According to members of the ASPC budgetary committee, the party’s organizers did not consult with either the Mental Health Alliance or the Disability, Illness, and Difference Alliance before choosing a name for their event. These groups could not be reached for comment.

“That was unacceptable—you can’t exclude a community from a conversation that deals with their safety,” Kass said. “Some students from mental health and disability communities did not feel affected by this—and that’s okay. But there are undoubtedly students on this campus that feel unsafe around this language.”

Some students, however, criticized ASPC’s decision as an unnecessarily dramatic reaction.

“You can’t remove all micro-aggressions at one time,” Genevieve Donahey CM ’16 said. “You can’t start by attacking every single little thing, you have to start with the big picture.”

ASPC also expressed concern about the party’s safety, given that Foam, an annual HMC party, was discontinued this year because of safety concerns. When Mudd Goes Madd was touted as a replacement for Foam, student safety became a key concern for ASPC. According to Kass, the only changes the organizers informed the committee about were to the nature of the party and certain alcohol policies regarding HMC students.

 

North Dorm at Harvey Mudd College hosted Mudd Goes Madd.

Nathan Justin HM ’19, a resident of North Dorm who helped set up the event, said that the event organizers took efforts to prevent sexual assault at the party, including putting up posters about consent.

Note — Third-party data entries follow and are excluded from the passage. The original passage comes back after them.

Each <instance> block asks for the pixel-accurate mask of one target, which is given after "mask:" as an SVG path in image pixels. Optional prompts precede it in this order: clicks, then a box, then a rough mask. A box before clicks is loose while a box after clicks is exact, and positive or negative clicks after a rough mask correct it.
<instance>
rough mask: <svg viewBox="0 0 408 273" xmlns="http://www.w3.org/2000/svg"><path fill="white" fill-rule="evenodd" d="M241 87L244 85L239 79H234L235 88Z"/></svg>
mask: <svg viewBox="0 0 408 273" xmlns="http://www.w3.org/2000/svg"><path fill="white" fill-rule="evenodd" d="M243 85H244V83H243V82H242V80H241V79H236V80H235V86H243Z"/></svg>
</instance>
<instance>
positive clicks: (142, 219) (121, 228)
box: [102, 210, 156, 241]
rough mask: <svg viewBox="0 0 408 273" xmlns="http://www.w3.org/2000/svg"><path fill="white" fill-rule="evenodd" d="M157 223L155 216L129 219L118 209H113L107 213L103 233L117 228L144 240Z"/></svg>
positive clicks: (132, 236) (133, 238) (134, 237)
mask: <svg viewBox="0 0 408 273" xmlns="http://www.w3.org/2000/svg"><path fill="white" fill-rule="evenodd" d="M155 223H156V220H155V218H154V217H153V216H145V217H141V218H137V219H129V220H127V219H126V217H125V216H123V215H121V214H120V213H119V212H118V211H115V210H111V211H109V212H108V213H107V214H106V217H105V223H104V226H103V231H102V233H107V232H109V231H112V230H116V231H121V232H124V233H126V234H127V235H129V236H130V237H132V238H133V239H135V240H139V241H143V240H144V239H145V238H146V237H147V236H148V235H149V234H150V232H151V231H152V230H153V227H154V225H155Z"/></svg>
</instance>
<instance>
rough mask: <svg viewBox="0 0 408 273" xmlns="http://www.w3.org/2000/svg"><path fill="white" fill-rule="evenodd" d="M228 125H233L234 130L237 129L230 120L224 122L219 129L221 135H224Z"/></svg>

“This year we tried to make changes, but I don’t think the ASPC really saw that those changes actually would happen,” Justin said.

Director of Campus Safety Stan Skipworth said that he was not aware of any safety-related calls on the night of the party.

“It was like every other party, except that we were covered in paint,” Eric Contee II HM ’19 said. “It didn’t seem any more dangerous.”

Kass and Crawford both recognized that there may have been more changes to the party’s structure than they were aware of. However, ASPC stands behind its decision to deny funding for the event.

“There are a lot of issues on campus right now, and one of those is not whether you can attend a paint party,” Crawford said. “For us to have our largest student outcry because of this is pretty disheartening.”